Come chi assale puntualmente le rotazioni musicali natalizie sa bene, Mariah Carey e la sua diabetica dolcezza sono solo la punta dell’iceberg. Ogni anno infatti nelle piazze, nelle sale dei bar, attraverso i corridoi dei centri commerciali, nelle catene di abbigliamento, nelle palestre e dovunque ci sia un auto parlante si scatena la mescolanza di nuove hit, cover, goldies e vecchie glorie musicali. Da “Last Christmas” dei Wham a “Let It Snow” di Dean Martin, passando per “Happy Xmas (War Is Over)” di Lennon e Yoko, i centri urbani riecheggiano di ritornelli pieni di auguri.

Per quanto ci si scagli contro le playlist appositamente confezionate dagli elfi di Babbo Natale per tutte le radio del mondo, il nostro diffuso odio per i grandi classici del Natale contemporaneo non è altro che un preconcetto che negli anni è stato alimentato dai social e dalla ormai affermata tendenza dell’internet verso il cinismo. Riflettete un attimo: quanti di voi sono veramente sottoposti costantemente e per lunghi periodi alle canzoni natalizie? Se dovessi scommettere, direi pochi.

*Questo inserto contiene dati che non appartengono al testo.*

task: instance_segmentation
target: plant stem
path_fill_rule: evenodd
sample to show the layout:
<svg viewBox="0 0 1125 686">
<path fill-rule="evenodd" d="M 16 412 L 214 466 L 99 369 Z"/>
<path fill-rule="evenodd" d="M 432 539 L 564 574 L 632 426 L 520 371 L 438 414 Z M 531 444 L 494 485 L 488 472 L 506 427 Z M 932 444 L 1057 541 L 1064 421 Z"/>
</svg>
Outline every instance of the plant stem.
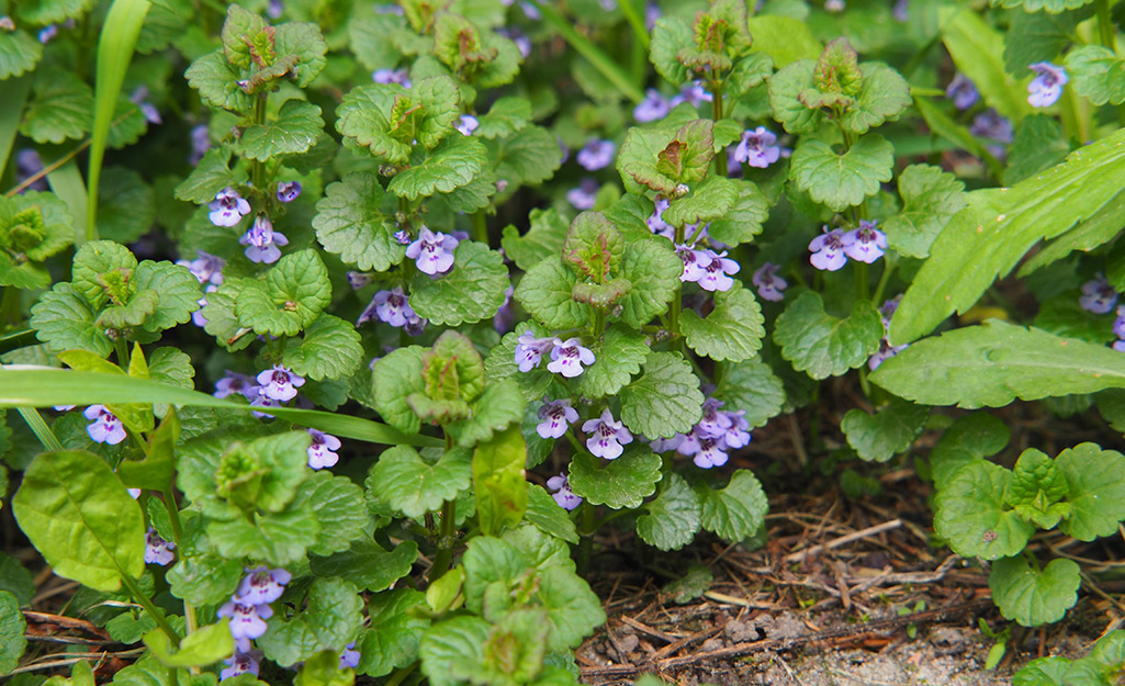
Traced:
<svg viewBox="0 0 1125 686">
<path fill-rule="evenodd" d="M 153 605 L 148 596 L 146 596 L 144 592 L 141 590 L 141 587 L 137 586 L 137 583 L 134 581 L 132 578 L 129 578 L 128 575 L 123 574 L 120 578 L 122 578 L 122 584 L 124 584 L 125 588 L 128 589 L 129 595 L 133 596 L 133 599 L 136 601 L 137 604 L 141 605 L 141 607 L 144 607 L 144 611 L 148 613 L 148 616 L 151 616 L 152 621 L 156 623 L 156 626 L 159 626 L 160 630 L 163 631 L 168 635 L 168 638 L 172 641 L 172 646 L 179 648 L 180 634 L 174 629 L 172 629 L 171 624 L 168 623 L 168 617 L 164 616 L 164 613 L 161 612 L 159 607 Z"/>
</svg>

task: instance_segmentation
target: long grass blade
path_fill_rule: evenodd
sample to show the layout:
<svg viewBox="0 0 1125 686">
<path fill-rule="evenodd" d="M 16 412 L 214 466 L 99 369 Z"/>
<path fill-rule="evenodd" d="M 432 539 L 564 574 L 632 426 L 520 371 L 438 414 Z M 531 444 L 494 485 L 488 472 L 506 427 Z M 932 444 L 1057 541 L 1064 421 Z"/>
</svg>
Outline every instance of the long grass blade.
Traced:
<svg viewBox="0 0 1125 686">
<path fill-rule="evenodd" d="M 122 92 L 125 71 L 133 60 L 133 51 L 141 34 L 141 25 L 152 2 L 148 0 L 114 0 L 98 39 L 98 69 L 93 92 L 93 132 L 90 144 L 89 202 L 86 214 L 86 240 L 98 237 L 98 182 L 101 162 L 106 155 L 106 141 L 112 124 L 117 97 Z"/>
</svg>

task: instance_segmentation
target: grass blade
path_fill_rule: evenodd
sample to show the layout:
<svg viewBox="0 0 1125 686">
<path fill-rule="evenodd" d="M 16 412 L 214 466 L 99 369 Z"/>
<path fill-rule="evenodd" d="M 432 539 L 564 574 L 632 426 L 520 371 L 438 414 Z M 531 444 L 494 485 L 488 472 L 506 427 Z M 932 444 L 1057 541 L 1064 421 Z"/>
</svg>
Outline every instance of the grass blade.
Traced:
<svg viewBox="0 0 1125 686">
<path fill-rule="evenodd" d="M 98 39 L 98 69 L 94 82 L 93 133 L 90 144 L 89 189 L 87 195 L 86 240 L 98 238 L 98 182 L 101 179 L 101 161 L 106 155 L 109 125 L 112 124 L 117 97 L 122 92 L 125 71 L 133 60 L 133 49 L 141 34 L 141 25 L 152 3 L 148 0 L 114 0 L 106 24 Z M 72 208 L 73 209 L 73 208 Z M 75 215 L 81 216 L 81 215 Z"/>
</svg>

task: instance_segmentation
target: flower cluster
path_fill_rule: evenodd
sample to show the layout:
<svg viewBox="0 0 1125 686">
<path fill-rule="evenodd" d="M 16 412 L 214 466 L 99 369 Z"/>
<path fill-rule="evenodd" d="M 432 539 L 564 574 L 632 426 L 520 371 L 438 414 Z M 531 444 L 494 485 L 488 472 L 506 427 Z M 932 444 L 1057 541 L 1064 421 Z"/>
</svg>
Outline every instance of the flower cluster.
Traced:
<svg viewBox="0 0 1125 686">
<path fill-rule="evenodd" d="M 649 445 L 656 452 L 675 450 L 687 455 L 701 469 L 722 467 L 727 463 L 729 450 L 744 448 L 750 442 L 746 410 L 721 410 L 722 405 L 722 400 L 708 398 L 703 403 L 703 417 L 688 433 L 650 441 Z"/>
<path fill-rule="evenodd" d="M 520 371 L 531 371 L 539 367 L 543 354 L 550 351 L 551 361 L 547 371 L 573 379 L 582 373 L 584 367 L 594 363 L 594 352 L 583 346 L 578 339 L 561 341 L 556 336 L 537 339 L 531 332 L 523 332 L 515 343 L 515 363 Z"/>
<path fill-rule="evenodd" d="M 820 234 L 809 243 L 812 255 L 809 262 L 817 269 L 836 271 L 847 264 L 848 258 L 871 264 L 883 256 L 886 250 L 886 236 L 875 228 L 874 222 L 860 220 L 860 227 L 845 232 L 843 228 Z"/>
<path fill-rule="evenodd" d="M 230 620 L 234 638 L 234 655 L 226 660 L 227 668 L 219 673 L 219 678 L 228 679 L 248 671 L 258 675 L 262 653 L 252 650 L 251 641 L 266 633 L 266 620 L 273 616 L 270 603 L 281 597 L 292 575 L 285 569 L 248 569 L 234 595 L 218 608 L 216 614 Z"/>
</svg>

Gli unici che veramente possono recriminare un odio motivato per le rotazioni musicali di questo periodo sono tutti quei lavoratori costantemente a contatto con Mariah & Company (a loro va la mia più totale solidarietà) — ma anche in questo caso non sono tanto le canzoni in sé, quanto la loro ripetitività, a creare il disagio. Se al posto di “All I Want For Christmas Is You” fosse riprodotta in loop, chessò, “Space Oddity” di David Bowie la questione si porrebbe comunque.

L’odio per le playlist natalizie non è dettato solo da un diffuso luogo comune informatico, ma anche da una pressapochezza musicale sulle ottime produzioni musicali del passato. Grandi musicisti come Louis Armstrong, Nat King Cole, The Vince Guaraldi Trio, i Manhattan Transfer, i già citati Presley e Sinatra hanno modellato i propri generi e le proprie sonorità su grandi classici di Natale.

Non ultimo Bob Dylan che nel 2008, con lo pseudonimo di Jack Frost, ha pubblicato l’album Christmas in the Heart, una laica rivisitazione dei più famosi brani natalizi — da “Must Be Santa” a “Have Yourself a Merry Little Christmas.”

Quindi smettiamola di prendercela con Mariah Carey o Michael Bublé, la loro presenza è tanto scontata quanto l’abbiocco post cenone, piuttosto ampliamo i nostri orizzonti musicali e accettiamo il fatto che alcune consuetudini a volte accedono allo status di tradizioni e in quanto tali difficilmente spariscono da un anno all’altro. Provate a non preoccuparvi troppo e ad amare le rotazioni musicali natalizie, nel bene o nel male.